Indexed on: 21 Feb '04Published on: 21 Feb '04Published in: Neuropharmacology



Abstract

The phosphodiesterase inhibitor, ibudilast, has many effects on lymphocytes, endothelial cells, and glial cells. We examined the neuroprotective role of ibudilast in neuron and microglia co-cultures. Ibudilast significantly suppressed neuronal cell death induced by the activation of microglia with lipopolysaccharide (LPS) and interferon (IFN)-gamma. To examine the mechanisms by which ibudilast exerts a neuroprotective role against the activation of microglia, we examined the production of inflammatory and anti-inflammatory mediators and trophic factors following ibudilast treatment.

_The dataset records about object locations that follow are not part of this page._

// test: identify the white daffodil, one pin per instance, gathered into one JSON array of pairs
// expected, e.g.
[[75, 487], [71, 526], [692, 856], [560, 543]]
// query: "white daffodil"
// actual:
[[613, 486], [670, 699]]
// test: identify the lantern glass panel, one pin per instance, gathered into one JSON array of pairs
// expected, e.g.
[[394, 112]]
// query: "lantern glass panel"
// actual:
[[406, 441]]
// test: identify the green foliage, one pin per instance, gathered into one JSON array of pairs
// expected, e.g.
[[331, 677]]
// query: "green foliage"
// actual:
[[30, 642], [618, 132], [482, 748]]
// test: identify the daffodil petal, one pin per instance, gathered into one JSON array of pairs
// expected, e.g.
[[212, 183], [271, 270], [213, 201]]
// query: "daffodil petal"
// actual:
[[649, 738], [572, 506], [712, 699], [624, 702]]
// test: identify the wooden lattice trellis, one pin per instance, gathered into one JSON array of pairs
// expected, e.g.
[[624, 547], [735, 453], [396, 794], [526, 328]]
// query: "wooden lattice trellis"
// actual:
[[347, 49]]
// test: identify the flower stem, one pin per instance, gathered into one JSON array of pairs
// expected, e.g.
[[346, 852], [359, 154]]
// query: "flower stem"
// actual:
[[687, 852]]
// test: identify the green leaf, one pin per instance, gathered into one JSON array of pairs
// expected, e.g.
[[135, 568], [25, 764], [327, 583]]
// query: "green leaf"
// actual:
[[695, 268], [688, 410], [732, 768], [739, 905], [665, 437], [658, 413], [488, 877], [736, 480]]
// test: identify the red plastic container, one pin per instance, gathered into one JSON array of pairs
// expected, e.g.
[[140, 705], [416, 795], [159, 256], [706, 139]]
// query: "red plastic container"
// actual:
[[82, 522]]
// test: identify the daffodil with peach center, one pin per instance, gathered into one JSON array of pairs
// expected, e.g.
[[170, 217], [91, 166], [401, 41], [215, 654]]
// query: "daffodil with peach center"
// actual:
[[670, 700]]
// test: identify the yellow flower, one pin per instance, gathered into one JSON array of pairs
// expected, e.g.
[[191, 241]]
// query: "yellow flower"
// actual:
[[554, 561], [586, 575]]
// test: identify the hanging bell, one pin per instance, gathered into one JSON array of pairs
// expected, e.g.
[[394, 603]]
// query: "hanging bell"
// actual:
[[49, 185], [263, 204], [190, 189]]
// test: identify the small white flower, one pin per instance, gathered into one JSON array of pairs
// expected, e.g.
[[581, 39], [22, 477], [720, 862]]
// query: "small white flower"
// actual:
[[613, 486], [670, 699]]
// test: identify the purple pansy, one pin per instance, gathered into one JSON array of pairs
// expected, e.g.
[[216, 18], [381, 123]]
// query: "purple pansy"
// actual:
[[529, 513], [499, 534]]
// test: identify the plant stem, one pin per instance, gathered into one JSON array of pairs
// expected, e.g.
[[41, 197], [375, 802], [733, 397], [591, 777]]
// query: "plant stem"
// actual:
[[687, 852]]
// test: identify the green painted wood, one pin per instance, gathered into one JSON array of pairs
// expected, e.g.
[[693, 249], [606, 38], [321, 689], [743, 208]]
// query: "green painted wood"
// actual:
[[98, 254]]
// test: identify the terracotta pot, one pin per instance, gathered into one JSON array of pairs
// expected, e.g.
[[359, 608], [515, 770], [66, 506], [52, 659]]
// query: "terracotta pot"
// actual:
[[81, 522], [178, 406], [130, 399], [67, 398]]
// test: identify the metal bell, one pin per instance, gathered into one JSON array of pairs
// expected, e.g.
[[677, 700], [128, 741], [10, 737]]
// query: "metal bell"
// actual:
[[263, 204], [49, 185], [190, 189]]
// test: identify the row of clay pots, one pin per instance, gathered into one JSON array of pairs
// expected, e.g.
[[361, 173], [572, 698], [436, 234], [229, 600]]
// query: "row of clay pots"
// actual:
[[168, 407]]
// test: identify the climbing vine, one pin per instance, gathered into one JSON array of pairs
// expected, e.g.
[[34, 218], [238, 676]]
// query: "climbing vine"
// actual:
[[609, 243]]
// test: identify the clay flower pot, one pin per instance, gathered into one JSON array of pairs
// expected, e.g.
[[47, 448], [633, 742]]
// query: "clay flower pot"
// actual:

In a dose-dependent manner, ibudilast suppressed the production of nitric oxide (NO), reactive oxygen species, interleukin (IL)-1beta, IL-6, and tumor necrosis factor (TNF)-alpha and enhanced the production of the inhibitory cytokine, IL-10, and additional neurotrophic factors, including nerve growth factor (NGF), glia-derived neurotrophic factor (GDNF), and neurotrophin (NT)-4 in activated microglia. Thus, ibudilast-mediated neuroprotection was primarily due to the inhibition of inflammatory mediators and the upregulation of neurotrophic factor. In the CA1 region of hippocampal slices, long-term potentiation (LTP) induced by high frequency stimulation (HFS) could be inhibited with LPS and interferon-gamma stimulation. Ibudilast returned this LTP inhibition to the levels observed in controls. These results suggest that ibudilast may be a useful neuroprotective and anti-dementia agent counteracting neurotoxicity in activated microglia.